“Toy Story 4” delivers a cinematic grand slam, a nine-years-later sequel that’s wholly equal to the high expectations raised by the terrific trio that it follows. Touching, raucously funny, adventurous and yes, even profound, Pixar’s signature property once again touches them all.
It’s a towering accomplishment, one that shouldn’t be taken for granted given the fact that “Toy Story’s” original director and Pixar’s creative mastermind, John Lasseter, was forced to take a leave of absence in 2017 and eventually exit the company.

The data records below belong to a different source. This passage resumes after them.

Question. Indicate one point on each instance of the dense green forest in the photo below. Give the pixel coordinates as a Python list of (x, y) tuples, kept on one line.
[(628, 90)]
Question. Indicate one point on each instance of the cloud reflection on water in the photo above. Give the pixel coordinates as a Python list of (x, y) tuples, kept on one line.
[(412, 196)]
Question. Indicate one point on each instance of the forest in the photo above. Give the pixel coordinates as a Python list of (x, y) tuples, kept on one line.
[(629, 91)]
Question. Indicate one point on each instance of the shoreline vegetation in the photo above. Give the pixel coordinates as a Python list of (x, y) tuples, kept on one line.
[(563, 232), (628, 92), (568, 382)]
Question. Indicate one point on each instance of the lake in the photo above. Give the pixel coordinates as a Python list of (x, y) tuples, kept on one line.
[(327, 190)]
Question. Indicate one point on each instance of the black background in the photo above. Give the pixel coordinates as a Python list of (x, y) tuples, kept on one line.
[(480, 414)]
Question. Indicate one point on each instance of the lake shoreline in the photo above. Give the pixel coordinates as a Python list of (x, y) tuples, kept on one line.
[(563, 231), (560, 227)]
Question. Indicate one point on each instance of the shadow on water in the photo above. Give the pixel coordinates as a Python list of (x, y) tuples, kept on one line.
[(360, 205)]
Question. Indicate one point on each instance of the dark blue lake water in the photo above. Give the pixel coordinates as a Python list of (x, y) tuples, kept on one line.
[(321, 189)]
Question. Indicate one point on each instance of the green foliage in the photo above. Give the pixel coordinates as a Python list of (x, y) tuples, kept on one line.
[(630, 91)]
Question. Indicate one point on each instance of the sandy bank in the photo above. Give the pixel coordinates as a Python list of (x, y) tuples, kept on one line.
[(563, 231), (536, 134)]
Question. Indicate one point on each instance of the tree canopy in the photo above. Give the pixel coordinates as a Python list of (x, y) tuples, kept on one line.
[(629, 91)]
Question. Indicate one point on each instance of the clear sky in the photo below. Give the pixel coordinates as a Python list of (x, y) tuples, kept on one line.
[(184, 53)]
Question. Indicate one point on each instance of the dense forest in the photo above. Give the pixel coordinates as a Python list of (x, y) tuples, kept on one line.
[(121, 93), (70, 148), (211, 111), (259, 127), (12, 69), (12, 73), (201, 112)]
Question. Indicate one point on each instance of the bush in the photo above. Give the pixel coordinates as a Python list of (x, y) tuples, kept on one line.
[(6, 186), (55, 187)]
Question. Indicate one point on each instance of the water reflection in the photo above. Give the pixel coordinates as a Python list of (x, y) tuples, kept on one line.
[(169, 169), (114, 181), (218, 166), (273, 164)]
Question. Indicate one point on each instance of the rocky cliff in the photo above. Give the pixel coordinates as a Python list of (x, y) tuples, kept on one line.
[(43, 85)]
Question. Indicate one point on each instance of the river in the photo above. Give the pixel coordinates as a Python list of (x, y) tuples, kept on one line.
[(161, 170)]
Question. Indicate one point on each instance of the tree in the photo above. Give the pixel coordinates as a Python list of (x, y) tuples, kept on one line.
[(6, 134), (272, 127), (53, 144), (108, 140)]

Josh Cooley served as the director, but with the script credited to Pixar veteran Andrew Stanton and Stephany Folsom and the story to several others, this was clearly a group effort, one assembled with tender loving care.
Perhaps no animated property has exhibited more ambition in charting the vagaries of childhood — albeit through the eyes of toys, whose lives are utterly defined by the service that they provide to kids. That has included, at times heartbreakingly, being outgrown, forgotten and cast aside by the mercurial little people whose love animates them.
“Toy Story 4” takes that central conceit to a wonderful if logical extreme when the toys’ new owner, Bonnie, tearfully starts kindergarten. With the help of the loyal Woody (voiced as always by Tom Hanks) she slaps together Forky (Tony Hale), a spork who comes alive once Bonnie scribbles her name on him.
“She literally madea new friend,” Woody tells the gang.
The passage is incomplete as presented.